LLM03: Insecure Plugin or Supply Chain Integration

LLM supply chains are susceptible to various vulnerabilities, which can affect the integrity of training data, models, and deployment platforms. These risks can result in biased outputs, security breaches, or system failures. While traditional software vulnerabilities focus on issues like code flaws and dependencies, in ML the risks also extend to third-party pre-trained models and data.

Threat: Vulnerabilities introduced by third-party tools, APIs, or data.

Risks: Malicious plugin behavior, unvetted API access, outdated dependencies.

Mitigations:

• Vetting and sandboxing third-party components, applying SBOMs, and strict versioning.

LLM04: Training Data and Model Poisoning

Data poisoning can target different stages of the LLM lifecycle, including pre-training (learning from general data), fine-tuning (adapting models to specific tasks), and embedding (converting text into numerical vectors).
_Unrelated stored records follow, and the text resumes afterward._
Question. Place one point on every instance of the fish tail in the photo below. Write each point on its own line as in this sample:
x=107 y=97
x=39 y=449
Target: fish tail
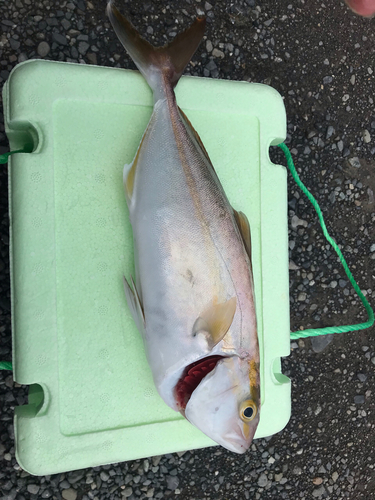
x=161 y=66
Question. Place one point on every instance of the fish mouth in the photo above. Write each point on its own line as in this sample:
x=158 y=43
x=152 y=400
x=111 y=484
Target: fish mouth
x=192 y=377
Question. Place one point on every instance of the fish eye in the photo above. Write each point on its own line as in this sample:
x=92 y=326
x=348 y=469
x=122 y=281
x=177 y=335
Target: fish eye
x=248 y=410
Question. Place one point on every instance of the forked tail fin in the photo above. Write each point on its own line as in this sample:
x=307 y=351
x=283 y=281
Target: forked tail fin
x=159 y=65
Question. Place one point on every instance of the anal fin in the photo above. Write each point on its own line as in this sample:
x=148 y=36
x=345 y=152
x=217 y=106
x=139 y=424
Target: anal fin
x=134 y=304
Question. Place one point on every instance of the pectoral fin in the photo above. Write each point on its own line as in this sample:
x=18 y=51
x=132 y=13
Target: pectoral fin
x=215 y=321
x=134 y=304
x=244 y=228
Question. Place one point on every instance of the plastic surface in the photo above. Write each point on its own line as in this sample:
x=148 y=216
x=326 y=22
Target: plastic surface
x=92 y=400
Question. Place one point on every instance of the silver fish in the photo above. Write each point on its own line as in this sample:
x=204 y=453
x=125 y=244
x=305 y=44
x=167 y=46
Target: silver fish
x=193 y=299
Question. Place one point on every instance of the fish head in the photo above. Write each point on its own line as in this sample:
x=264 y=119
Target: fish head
x=226 y=404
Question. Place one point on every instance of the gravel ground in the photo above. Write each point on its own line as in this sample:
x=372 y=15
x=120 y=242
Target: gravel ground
x=321 y=58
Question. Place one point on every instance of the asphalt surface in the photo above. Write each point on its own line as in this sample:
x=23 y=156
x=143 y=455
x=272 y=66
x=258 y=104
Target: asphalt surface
x=321 y=58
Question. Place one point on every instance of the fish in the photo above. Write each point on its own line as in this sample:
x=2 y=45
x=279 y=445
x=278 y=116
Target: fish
x=193 y=295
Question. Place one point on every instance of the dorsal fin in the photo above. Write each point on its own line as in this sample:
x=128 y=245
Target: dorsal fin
x=215 y=321
x=244 y=228
x=195 y=134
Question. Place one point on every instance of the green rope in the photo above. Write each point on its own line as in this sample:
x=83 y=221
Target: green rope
x=4 y=157
x=6 y=365
x=312 y=332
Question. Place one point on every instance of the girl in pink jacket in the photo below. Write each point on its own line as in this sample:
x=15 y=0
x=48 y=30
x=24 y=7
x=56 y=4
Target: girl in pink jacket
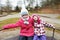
x=39 y=28
x=26 y=25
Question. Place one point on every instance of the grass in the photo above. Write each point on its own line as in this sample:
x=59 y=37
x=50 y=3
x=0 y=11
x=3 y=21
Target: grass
x=14 y=20
x=58 y=17
x=8 y=21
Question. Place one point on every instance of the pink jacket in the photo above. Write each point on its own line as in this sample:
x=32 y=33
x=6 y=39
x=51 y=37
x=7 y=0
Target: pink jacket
x=26 y=30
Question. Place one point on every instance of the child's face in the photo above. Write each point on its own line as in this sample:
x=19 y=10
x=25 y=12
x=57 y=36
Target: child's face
x=25 y=16
x=35 y=18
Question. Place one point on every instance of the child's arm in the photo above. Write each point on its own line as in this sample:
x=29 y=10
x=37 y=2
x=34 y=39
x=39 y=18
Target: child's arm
x=18 y=24
x=47 y=24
Understanding these stages helps identify where vulnerabilities may
originate. Data poisoning is considered an integrity attack since tampering with training data impacts the model’s ability to make accurate predictions. The risks are particularly high with external data sources, which may contain unverified or malicious content.

Threat: Attackers manipulate training or fine-tuning data to introduce biases or backdoors.
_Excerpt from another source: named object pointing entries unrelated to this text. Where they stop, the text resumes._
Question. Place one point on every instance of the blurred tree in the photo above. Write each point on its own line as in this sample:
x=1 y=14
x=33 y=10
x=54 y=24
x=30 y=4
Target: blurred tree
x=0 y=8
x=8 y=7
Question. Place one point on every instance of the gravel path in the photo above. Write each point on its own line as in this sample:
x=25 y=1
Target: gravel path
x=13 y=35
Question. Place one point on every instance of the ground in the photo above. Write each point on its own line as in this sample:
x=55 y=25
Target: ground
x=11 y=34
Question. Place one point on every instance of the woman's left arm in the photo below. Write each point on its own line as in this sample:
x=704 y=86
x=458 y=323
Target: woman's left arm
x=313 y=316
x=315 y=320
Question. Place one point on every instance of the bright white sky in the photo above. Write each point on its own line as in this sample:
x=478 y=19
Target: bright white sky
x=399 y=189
Examples: Poisoned web data scraped into training sets.

Mitigations:

Dataset validation, diverse sourcing, integrity checks.

LLM05: Insecure Output Handling

Improper Output Handling refers specifically to insufficient validation, sanitization, and handling of the outputs generated by large language models before they are passed downstream to other components and systems.

The following conditions can increase the impact of this vulnerability:

• The application grants the LLM privileges beyond what is intended for end users, enabling escalation of privileges or remote code execution.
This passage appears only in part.